1. & 2. Various - Freedom Rhythm & Sound
This release from the British label Soul Jazz
is both a nice hardcover book of album covers and a 2 cd set. Billed as "revolutionary jazz original cover art 1965-83," that description doesn't mention that there are a lot of words in the book giving nice encapsulation of different artists and organizations related to the civil rights movement. Along with this book, which has albums you thought you would never see in a 12"x12" reproduction, the cd version has a beautiful booklet filled with both information on the music and political events relating to civil rights.
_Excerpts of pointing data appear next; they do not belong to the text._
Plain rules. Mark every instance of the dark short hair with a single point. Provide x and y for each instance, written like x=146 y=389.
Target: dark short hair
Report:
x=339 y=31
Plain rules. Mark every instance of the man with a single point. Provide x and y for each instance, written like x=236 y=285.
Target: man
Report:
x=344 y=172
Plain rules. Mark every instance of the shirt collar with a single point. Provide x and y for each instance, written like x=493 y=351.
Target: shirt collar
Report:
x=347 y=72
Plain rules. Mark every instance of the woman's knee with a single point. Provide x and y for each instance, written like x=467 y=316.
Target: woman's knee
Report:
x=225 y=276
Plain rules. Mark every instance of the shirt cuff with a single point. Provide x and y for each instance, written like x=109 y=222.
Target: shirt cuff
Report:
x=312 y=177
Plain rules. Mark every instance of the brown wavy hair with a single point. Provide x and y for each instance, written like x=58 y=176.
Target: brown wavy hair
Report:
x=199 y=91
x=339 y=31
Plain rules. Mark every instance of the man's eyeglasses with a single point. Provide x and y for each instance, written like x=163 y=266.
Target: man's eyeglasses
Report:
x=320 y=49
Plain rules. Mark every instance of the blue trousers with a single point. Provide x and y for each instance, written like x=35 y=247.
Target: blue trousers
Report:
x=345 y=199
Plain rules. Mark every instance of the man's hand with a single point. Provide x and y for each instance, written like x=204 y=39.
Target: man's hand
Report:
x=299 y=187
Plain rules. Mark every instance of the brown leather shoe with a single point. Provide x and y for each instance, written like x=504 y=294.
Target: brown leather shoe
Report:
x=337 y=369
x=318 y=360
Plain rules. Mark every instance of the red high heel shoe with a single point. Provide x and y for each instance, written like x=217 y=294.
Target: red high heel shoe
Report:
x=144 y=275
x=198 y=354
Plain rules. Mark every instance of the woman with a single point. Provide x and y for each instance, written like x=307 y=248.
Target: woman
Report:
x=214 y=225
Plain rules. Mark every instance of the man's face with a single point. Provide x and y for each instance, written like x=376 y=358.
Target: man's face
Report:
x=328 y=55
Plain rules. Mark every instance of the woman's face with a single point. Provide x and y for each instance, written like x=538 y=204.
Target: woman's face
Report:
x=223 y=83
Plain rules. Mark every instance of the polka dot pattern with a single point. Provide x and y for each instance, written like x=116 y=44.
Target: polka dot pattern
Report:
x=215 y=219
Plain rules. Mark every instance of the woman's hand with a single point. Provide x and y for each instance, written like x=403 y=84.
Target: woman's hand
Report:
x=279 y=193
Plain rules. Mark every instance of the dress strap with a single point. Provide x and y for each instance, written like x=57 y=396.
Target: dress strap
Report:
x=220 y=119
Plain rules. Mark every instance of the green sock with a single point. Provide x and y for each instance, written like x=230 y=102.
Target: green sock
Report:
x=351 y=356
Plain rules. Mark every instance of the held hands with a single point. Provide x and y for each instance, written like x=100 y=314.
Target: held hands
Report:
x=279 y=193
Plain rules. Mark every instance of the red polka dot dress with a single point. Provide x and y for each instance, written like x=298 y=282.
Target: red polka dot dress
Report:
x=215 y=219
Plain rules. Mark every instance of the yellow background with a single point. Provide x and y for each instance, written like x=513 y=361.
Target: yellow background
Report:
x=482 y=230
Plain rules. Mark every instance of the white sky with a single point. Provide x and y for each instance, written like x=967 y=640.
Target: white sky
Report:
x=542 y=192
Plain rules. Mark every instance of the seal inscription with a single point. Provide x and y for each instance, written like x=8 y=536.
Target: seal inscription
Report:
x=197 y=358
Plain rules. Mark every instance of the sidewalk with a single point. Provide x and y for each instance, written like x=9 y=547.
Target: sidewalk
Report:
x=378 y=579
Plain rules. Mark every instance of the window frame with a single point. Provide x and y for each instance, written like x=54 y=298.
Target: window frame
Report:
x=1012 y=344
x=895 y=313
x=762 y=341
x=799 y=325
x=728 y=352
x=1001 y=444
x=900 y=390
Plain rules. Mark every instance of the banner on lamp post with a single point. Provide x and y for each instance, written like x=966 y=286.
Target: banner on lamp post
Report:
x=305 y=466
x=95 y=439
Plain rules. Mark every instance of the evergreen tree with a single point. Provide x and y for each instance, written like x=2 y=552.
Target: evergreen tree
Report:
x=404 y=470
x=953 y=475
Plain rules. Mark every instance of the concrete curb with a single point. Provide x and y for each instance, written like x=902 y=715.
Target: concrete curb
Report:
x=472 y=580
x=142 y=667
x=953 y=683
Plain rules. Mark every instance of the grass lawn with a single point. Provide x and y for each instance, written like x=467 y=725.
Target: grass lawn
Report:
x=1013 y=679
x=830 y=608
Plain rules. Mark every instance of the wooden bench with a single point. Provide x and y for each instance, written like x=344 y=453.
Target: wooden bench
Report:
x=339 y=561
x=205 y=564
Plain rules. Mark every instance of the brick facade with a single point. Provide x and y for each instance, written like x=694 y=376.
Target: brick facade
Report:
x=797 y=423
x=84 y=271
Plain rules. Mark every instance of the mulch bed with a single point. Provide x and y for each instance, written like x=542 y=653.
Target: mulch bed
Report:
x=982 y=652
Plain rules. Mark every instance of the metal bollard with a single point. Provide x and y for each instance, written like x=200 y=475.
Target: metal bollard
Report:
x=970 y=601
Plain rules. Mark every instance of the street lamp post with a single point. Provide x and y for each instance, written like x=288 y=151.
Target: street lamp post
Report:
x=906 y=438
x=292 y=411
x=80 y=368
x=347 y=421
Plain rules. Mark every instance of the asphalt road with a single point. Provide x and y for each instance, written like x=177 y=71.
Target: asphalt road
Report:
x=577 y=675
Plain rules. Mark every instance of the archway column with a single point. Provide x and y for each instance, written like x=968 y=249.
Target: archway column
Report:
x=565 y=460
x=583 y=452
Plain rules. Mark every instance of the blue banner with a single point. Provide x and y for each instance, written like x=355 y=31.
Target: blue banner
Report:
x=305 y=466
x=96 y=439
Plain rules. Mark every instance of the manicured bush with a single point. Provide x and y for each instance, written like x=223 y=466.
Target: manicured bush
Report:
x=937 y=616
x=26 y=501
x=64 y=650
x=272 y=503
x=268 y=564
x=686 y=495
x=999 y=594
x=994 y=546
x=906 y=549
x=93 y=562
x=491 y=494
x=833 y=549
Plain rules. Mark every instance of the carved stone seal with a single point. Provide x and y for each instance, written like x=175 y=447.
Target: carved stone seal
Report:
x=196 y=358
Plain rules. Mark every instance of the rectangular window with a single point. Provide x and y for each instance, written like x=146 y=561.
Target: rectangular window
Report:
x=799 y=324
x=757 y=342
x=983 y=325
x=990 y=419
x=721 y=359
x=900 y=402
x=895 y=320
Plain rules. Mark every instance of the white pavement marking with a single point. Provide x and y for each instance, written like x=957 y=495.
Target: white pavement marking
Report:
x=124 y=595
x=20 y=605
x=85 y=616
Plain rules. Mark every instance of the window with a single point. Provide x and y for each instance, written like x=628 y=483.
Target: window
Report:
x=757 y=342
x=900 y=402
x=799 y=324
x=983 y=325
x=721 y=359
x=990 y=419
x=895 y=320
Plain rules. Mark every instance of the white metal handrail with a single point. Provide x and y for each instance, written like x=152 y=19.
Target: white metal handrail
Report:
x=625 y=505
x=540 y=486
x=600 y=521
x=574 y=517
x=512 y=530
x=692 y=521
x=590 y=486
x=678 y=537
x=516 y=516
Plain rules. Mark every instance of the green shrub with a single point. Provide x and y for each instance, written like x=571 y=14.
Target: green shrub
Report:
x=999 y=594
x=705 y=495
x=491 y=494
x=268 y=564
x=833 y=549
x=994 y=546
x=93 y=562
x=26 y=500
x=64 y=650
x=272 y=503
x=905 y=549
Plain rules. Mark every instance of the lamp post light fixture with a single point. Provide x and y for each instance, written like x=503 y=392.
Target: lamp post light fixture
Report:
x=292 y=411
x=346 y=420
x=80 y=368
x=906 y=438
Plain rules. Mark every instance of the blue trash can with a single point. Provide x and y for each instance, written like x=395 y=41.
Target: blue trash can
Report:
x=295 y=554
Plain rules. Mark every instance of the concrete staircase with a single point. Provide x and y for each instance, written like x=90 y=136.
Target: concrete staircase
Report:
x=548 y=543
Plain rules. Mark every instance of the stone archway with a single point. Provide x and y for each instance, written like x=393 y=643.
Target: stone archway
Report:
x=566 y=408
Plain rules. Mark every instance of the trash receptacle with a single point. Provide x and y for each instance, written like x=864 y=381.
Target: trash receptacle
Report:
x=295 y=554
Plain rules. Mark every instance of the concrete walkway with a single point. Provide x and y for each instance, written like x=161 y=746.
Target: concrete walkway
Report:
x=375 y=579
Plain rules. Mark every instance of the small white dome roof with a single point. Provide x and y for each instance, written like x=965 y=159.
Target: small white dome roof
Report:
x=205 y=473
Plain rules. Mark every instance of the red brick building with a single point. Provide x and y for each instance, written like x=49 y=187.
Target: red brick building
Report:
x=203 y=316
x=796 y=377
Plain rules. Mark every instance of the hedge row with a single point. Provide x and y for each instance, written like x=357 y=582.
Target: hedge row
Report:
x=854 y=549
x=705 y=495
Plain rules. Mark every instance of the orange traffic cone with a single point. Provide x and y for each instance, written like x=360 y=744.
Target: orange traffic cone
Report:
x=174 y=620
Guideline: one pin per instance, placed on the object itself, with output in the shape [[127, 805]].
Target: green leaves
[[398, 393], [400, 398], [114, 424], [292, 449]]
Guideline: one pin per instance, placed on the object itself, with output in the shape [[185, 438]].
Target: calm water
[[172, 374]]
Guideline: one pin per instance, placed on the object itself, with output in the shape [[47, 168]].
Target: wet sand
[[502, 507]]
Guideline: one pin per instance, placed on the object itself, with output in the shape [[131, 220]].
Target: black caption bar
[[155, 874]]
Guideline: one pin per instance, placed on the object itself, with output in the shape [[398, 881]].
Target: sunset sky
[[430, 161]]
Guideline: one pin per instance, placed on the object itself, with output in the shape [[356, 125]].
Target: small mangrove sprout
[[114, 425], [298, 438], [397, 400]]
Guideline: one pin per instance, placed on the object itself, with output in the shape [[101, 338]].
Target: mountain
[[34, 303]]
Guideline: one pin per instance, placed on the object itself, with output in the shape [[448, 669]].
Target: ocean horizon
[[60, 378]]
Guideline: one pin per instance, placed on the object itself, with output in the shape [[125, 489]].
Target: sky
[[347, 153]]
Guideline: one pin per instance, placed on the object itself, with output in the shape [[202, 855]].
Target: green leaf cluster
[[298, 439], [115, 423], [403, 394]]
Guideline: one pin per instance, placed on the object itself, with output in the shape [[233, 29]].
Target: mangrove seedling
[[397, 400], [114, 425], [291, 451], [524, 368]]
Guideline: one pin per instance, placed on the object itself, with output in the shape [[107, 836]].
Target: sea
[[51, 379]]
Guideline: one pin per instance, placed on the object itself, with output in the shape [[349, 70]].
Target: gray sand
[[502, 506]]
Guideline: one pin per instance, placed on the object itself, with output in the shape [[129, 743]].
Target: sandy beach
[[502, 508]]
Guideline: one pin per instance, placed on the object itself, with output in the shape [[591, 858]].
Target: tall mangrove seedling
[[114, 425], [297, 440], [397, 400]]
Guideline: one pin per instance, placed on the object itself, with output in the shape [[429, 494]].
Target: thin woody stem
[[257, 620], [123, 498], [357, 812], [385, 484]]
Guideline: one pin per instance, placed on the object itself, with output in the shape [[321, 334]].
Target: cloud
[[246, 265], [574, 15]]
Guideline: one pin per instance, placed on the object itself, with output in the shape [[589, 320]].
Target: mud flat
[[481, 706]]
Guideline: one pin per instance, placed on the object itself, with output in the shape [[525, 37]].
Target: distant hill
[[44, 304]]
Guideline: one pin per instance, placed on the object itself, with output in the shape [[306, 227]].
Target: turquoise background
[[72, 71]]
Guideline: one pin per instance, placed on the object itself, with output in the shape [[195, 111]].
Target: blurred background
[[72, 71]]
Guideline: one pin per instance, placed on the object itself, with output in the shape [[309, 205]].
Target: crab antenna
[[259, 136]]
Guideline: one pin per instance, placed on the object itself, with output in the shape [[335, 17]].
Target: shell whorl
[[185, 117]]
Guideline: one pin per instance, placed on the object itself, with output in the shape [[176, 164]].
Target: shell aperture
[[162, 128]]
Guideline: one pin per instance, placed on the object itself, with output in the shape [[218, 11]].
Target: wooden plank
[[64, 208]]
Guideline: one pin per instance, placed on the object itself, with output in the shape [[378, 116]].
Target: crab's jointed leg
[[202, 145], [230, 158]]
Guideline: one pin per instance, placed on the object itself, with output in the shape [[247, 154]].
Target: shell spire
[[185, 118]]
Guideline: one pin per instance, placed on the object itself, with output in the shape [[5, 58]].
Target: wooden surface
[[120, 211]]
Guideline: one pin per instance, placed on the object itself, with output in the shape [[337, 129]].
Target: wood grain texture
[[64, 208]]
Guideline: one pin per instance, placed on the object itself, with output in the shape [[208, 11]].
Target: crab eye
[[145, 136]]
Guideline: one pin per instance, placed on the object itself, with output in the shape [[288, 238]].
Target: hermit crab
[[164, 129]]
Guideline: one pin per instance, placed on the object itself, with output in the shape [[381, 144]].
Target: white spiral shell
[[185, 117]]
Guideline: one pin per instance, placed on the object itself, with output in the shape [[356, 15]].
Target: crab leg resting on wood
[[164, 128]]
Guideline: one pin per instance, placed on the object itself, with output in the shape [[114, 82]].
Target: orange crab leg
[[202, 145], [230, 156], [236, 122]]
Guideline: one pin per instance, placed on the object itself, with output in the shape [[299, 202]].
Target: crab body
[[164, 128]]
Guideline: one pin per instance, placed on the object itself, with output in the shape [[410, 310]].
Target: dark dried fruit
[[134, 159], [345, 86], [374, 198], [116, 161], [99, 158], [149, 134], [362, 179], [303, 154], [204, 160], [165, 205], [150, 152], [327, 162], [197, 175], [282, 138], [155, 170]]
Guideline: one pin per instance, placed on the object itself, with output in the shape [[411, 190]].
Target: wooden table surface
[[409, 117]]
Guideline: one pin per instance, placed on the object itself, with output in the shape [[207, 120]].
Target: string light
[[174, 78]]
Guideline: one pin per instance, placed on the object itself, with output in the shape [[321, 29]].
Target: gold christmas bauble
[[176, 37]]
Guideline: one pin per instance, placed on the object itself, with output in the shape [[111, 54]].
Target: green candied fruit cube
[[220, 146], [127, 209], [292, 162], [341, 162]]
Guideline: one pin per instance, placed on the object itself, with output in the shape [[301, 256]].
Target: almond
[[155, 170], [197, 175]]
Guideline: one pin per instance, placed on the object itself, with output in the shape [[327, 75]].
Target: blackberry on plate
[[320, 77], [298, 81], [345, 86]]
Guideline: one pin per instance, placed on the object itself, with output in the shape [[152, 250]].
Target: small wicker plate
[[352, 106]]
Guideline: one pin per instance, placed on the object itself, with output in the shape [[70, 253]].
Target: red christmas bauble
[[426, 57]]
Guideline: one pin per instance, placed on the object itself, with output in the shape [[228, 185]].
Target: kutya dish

Along with bigger name folks like Sun Ra and his Arkestra, there are tracks by lesser known artists: the Hasting Street Jazz Experiment, Stanton Davis' Ghetto
, and Lloyd Miller.
Some of these albums were limited to 500 pieces, so being able to look at the covers and listen to cuts from those albums is a rare treat.
3. Prince Lasha Ensemble
The first domestic release of a Columbia LP from 1966 by local horn master Prince Lasha (pronounced "Le Shay," it says in the liner notes) Ensemble: Insight.
The disc features Mr. Lasha with a cast of brilliant British musicians, including pianist Stan Tracey
and David Snell
on a very hip harp. There are beautiful ballads, peppy bop cuts and both original compositions and standards. I had a chance to meet Prince Lasha in our store a few years ago and had him sign an LP of his to me, then after I thanked him, he hugged me.